Brasil atinge 80% da cota de carne para a China e está prestes a ser taxado em 55%

Tarifa vale para produtos exportados após país chegar a 1,1 milhão de toneladas. Pequim tem afirmado que a diversificação de fornecedores é parte de estratégia de segurança alimentar

27 julho 2026 - 12h32Por Portal DBO | Scot Consultoria
Brasil atinge 80% da cota de carne para a China e está prestes a ser taxado em 55%

O Ministério do Comércio da China afirmou que o Brasil atingiu na semana passada a marca de 80% da cota de carne bovina imposta por Pequim neste ano como medida de salvaguarda. A expectativa de empresas e organizações do setor é que o percentual seja maior e que a cota esteja até mesmo virtualmente esgotada, uma vez que os cálculos de Pequim não levam em consideração a carga já embarcada que ainda não chegou aos portos chineses.

Questionado sobre o tema, o porta-voz do Ministério das Relações Exteriores da China, Lin Jian, destacou as trocas comerciais totais entre os países. “A China está disposta a manter comunicação com todas as partes envolvidas, incluindo o Brasil, para ampliar uma cooperação econômica e comercial saudável e estável”, declarou.

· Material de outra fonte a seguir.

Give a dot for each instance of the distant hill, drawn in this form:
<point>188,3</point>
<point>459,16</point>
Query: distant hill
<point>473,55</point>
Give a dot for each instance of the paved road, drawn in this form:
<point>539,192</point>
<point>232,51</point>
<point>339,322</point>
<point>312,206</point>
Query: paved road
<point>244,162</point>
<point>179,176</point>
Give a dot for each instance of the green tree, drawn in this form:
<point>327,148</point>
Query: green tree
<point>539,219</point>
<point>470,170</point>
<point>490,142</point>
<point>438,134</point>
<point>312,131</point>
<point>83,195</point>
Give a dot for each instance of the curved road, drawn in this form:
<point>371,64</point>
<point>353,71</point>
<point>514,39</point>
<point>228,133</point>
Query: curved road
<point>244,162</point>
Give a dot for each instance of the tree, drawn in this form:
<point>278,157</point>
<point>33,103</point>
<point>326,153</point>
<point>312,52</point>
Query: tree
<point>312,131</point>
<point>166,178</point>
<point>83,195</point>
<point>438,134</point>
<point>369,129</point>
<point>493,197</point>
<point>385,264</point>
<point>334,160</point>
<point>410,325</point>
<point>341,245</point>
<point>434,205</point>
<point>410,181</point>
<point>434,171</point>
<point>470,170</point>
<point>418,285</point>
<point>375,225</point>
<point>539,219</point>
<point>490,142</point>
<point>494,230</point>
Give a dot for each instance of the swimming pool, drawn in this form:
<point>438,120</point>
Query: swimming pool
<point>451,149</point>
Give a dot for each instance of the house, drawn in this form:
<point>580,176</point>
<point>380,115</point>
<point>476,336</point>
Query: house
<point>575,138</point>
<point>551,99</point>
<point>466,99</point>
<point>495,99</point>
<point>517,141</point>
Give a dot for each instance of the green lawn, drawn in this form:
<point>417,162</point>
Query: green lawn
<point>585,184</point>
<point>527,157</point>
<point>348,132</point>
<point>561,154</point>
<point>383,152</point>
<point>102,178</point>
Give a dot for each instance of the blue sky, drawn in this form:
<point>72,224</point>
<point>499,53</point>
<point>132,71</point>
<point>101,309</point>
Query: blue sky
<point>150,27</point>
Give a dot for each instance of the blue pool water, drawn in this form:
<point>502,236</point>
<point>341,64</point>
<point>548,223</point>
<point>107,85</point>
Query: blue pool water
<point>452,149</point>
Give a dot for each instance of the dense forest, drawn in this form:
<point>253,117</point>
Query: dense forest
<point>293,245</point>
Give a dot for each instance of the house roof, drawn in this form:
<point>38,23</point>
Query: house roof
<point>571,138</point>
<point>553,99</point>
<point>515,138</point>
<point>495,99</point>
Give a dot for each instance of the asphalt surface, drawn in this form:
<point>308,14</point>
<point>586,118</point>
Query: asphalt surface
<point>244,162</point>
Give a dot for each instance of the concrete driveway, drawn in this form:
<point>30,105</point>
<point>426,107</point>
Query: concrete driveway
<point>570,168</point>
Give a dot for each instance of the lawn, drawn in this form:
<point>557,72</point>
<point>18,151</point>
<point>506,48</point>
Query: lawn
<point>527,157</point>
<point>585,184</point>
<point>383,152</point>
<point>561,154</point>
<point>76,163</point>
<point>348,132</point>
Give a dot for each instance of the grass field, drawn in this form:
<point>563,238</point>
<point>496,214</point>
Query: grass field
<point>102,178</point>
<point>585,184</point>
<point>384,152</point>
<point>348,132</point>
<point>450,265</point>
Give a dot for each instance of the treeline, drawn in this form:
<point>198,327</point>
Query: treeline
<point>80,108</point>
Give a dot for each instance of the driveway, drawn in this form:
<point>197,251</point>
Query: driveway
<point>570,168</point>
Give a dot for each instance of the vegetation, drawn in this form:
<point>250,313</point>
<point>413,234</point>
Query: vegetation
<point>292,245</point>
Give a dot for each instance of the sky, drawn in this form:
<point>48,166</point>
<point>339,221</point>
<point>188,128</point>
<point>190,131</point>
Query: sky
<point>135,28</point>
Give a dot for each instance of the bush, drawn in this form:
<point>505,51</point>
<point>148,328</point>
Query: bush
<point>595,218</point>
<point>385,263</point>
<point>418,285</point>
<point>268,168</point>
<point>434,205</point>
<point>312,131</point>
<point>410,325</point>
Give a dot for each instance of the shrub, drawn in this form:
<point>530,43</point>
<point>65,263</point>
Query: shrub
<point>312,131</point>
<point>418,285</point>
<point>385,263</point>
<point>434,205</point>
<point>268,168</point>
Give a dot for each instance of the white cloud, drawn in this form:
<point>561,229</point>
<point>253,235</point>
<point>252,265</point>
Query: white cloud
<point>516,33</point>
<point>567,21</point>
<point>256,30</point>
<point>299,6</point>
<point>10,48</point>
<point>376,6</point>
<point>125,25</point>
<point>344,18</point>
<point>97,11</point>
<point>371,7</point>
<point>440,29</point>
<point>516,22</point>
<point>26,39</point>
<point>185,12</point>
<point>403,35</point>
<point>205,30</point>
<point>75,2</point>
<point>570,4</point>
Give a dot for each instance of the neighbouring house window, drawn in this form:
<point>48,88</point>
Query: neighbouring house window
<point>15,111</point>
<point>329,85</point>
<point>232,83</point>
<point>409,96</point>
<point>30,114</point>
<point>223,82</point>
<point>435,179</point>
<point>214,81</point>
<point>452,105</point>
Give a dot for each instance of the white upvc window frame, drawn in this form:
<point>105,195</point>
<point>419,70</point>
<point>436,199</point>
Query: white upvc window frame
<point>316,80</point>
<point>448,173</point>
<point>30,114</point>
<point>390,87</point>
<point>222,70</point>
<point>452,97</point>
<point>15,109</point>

No final de dezembro, Pequim impôs uma medida de salvaguarda determinando que países que ultrapassassem a cota estabelecida pelo país asiático para a carne bovina seriam taxados em 55%. A determinação, que passou a valer em janeiro, terá duração de três anos. O Brasil será taxado caso exceda 1,1 milhão de toneladas em 2026. Para se ter uma ideia, a China respondeu por 48% do volume total exportado pelo Brasil em 2025, com 1,68 milhão de toneladas e US$ 8,9 bilhões.

O Brasil atingiu metade da cota em maio, quando o governo Lula já tentava negociar saídas. Como mostrou a Folha, a gestão tenta negociar com as autoridades chinesas para que redistribuam as cotas não utilizadas por outros países, mas até agora o pedido tem sido negado. A divulgação dos dados ocorreu dias antes da conversa do petista com o líder do regime chinês, Xi Jinping.

Os mandatários falaram por telefone na noite deste domingo (26), tratando principalmente de questões comerciais, como o acordo entre China e Mercosul. Os relatos do Planalto e da mídia estatal chinesa não indicam se a salvaguarda para a carne bovina foi um dos tópicos da conversa.

A China tem salientado com frequência que a diversificação de fornecedores é parte de sua estratégia para garantir a segurança alimentar, o que tem acendido o alerta no governo brasileiro e no setor agropecuário. Prestes a encarar o fechamento do país asiático para a carne bovina brasileira, o governo saiu atrás de compradores alternativos.

O nome que aparece primeiro é o dos Estados Unidos, onde a queda do rebanho e a demanda firme obrigam o país a buscar carne fora para se abastecer.